- Festival release poster
- Directed by: Mariana Rondón Marité Ugás
- Written by: Mariana Rondón Marité Ugás
- Based on: La hija de la española [es] by Karina Sainz Borgo
- Produced by: Stacy Perskie Édgar Ramírez Stephanie Correa Jill Littman
- Starring: Natalia Reyes Moisés Angola Sheila Monterola
- Cinematography: Juan Pablo Ramírez
- Edited by: Soledad Salfate
- Music by: Camilo Froideval
- Production companies: Redrum Absolute Artists Impression Entertainment
- Release date: 4 September 2025 (Venice);
- Running time: 97 minutes
- Countries: Mexico Venezuela
- Language: Spanish

= It Would Be Night in Caracas =

2025 film

It Would Be Night in Caracas (Spanish: Aún es de noche en Caracas) is a 2025 drama film directed by Mariana Rondón and Marité Ugás.

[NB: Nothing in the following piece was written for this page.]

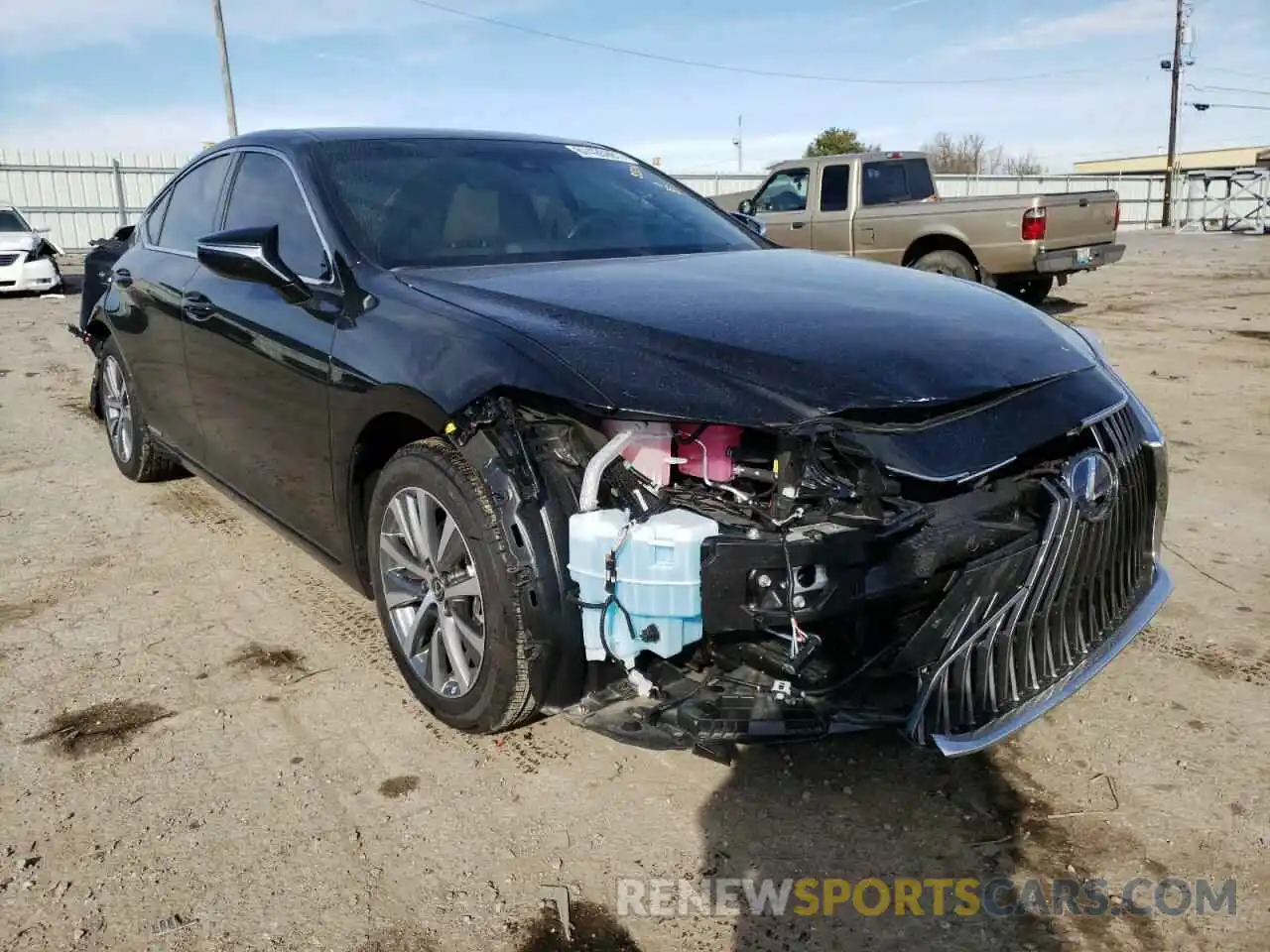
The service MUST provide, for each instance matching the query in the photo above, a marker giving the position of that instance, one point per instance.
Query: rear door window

It is based on Karina Sainz Borgo's novel La hija de la española and follows a woman trying to survive the political and social collapse during the Crisis in Venezuela.

== Plot ==
Set in Caracas during the heightened tensions of 2017, the film follows Adelaida (Natalia Reyes), who returns home after her mother's funeral to find their apartment seized by a violent female militia led by the ruthless Mariscala (Sheila Monterola). As protests, repression and shortages intensify, Adelaida is forced onto the streets of a collapsing city where institutions have broken down and violence is commonplace.

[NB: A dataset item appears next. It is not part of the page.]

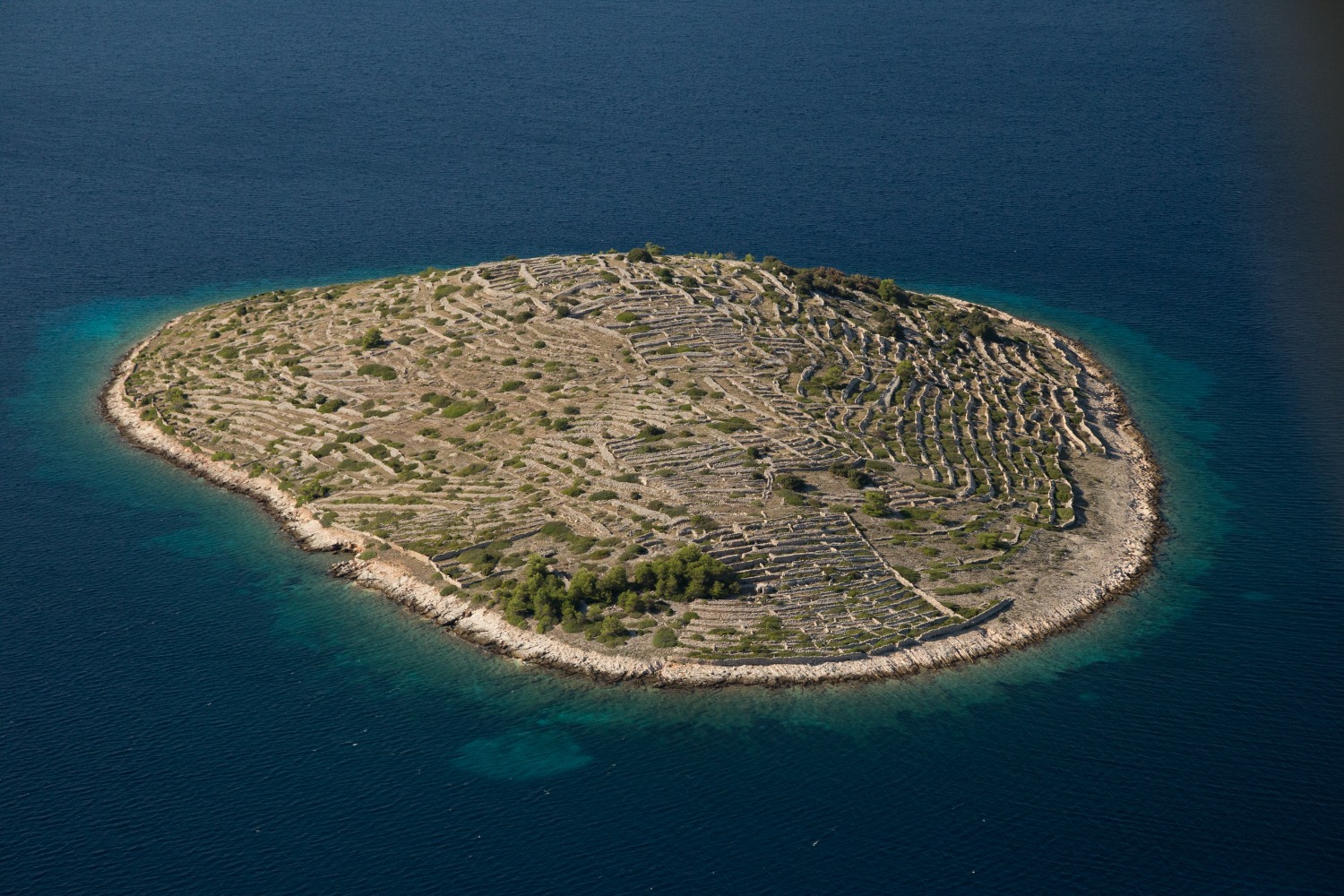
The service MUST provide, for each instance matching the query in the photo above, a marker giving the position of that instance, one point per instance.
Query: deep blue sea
(190, 704)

When she discovers that a neighbour with Spanish residency has died, Adelaida sees an opportunity to assume her identity and escape the country. The film tracks a few days in her life as she navigates militia checkpoints, corrupt officials and an increasingly lawless environment, weighing the moral cost of survival against the possibility of exile.

== Cast ==
- Natalia Reyes as Adelaida
- Moisés Angola
- Sheila Monterola as Mariscala
- Édgar Ramírez
- Samantha Castillo
- Vicente peña
- Leonidas Urbina

== Production ==
The film is written and directed by Venezuelan filmmakers Mariana Rondón and Marité Ugás, known for their previous collaborations such as Bad Hair. It was produced by Stacy Perskie for Redrum, Édgar Ramírez for Absolute Artists, and Stephanie Correa and Jill Littman for Impression Entertainment.
Principal photography took place in Mexico, with production design by Ezra Buenrostro and cinematography by Juan Pablo Ramírez, aiming to recreate the atmosphere of a Caracas in crisis. The score was composed by Camilo Froideval, with sound design by Lena Esquenazi.

== Release ==
It Would Be Night in Caracas had its world premiere in the Venezia Spotlight section of the Venice Film Festival on 4 September 2025.

== Reception ==
At its festival premieres, the film received positive notices for its tense atmosphere and political urgency. In a review for Variety, Jessica Kiang praised the film as a “powerful, urgent human drama” and highlighted Natalia Reyes's performance as central to the film's emotional impact.